I exhaled a long breath, shaking my head as I strolled into the living room and plopped down on the couch. I dipped my nose in the collar of Anthony’s shirt one last time before I stood to peel it off and grabbed one of my sweatshirts from the coat rack in the hallway. I placed his shirt on one of the hooks, unsure what to do with it until I brought it back to the shop. Part of me toyed with keeping it, but Dad was right. I needed to let him go.

“You didn’t have to leave Astoria, Mom. I’m fine.”

Mom settled onto the corner of the couch, resting her elbow on the arm.

“If I had a dollar for every time you told me, ‘Mom, I’m fine,’ I could have bought this house with cash.” She stretched out her arm and raised an eyebrow. A smile snuck up on me as I inched toward her on the couch and rested my head on her shoulder.

“How much do you know?”

“That you were upset and would probably hide it when we came home, so I left Drew and the kids so I could make sure you were all right. Josh said you went through a bad breakup today, which is funny since I didn’t even know you were dating anyone.” She clicked her tongue against her teeth.

I exhaled a long breath and slumped against the back of the couch.

“Anthony is a mechanic who works at Falco’s. We’ve been friends for a while, but were only together for the past month. He was afraid of Dad finding out, so until we told Dad I didn’t want to say anything about us to either of you. We were supposed to tell everyone at Christmas. My plan was to take him to Blystone on Christmas Eve.”

“So, what happened?” Mom whispered.

“When he was a teenager, he was part of an armed robbery and went to jail for two years. This mor—today,” I stumbled in an attempt to correct myself. Mom wouldn’t gloss over spending the night at his apartment like Bri had. My mother’s lifted brow told me she picked up on it. “I couldn’t leave well enough alone about something, and he finally told me. Then he broke up with me for my own good because he didn’t want to taint my bright future. That’s pretty much it.”

“Except that you’re in love with him, right?”

I lifted my gaze to hers and replied with a wordless nod. Talking about it without crying over it was a bridge I had yet to cross.

“But it doesn’t matter. If he thinks that little of me, he doesn’t care about me. At least not like I thought.” I sniffled and reached for the cup of tea and took a sip. Even while on the brink of tears, I smiled at all the sugar Mom had piled into it.

“I don’t know Anthony, but I understand not wanting to taint someone you love with what you feel is baggage that will hold them back and leaving because you think it’s best.”

“Are you talking about Drew?” I squinted at her and rubbed my eyes. I’d cried so much today, any kind of light burned my corneas. “I don’t remember you splitting up.”

“Because you didn’t know.” She chuckled and tucked her leg under her. “I didn’t get why someone like him would want someone like me.” She grabbed my hand. “You were the best thing that ever happened to me, but Drew was almost a decade younger than me and brilliant with this ridiculously bright future ahead of him.
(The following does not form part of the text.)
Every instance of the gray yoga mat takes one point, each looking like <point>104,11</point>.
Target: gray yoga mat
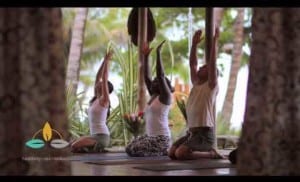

I couldn’t understand why he’d be willing to be tied down to a woman and her daughter. I took something he said out of context and ended it,” she held up her fingers in air quotes, “for his own good.”

“He let you do that?” An unexpected laugh fell from my lips.

“He fought me, that’s for sure.” She chuckled. “But I wouldn’t budge. I loved Drew with all I had and cutting him off was like slicing myself in half. I didn’t grow up with unconditional love, so I had no idea how it worked. I never would have dreamed someone would be willing to change their life for me because I didn’t think I was worth it. It may not be that Anthony doesn’t think you can’t handle it. He may not understand why you’d want to.”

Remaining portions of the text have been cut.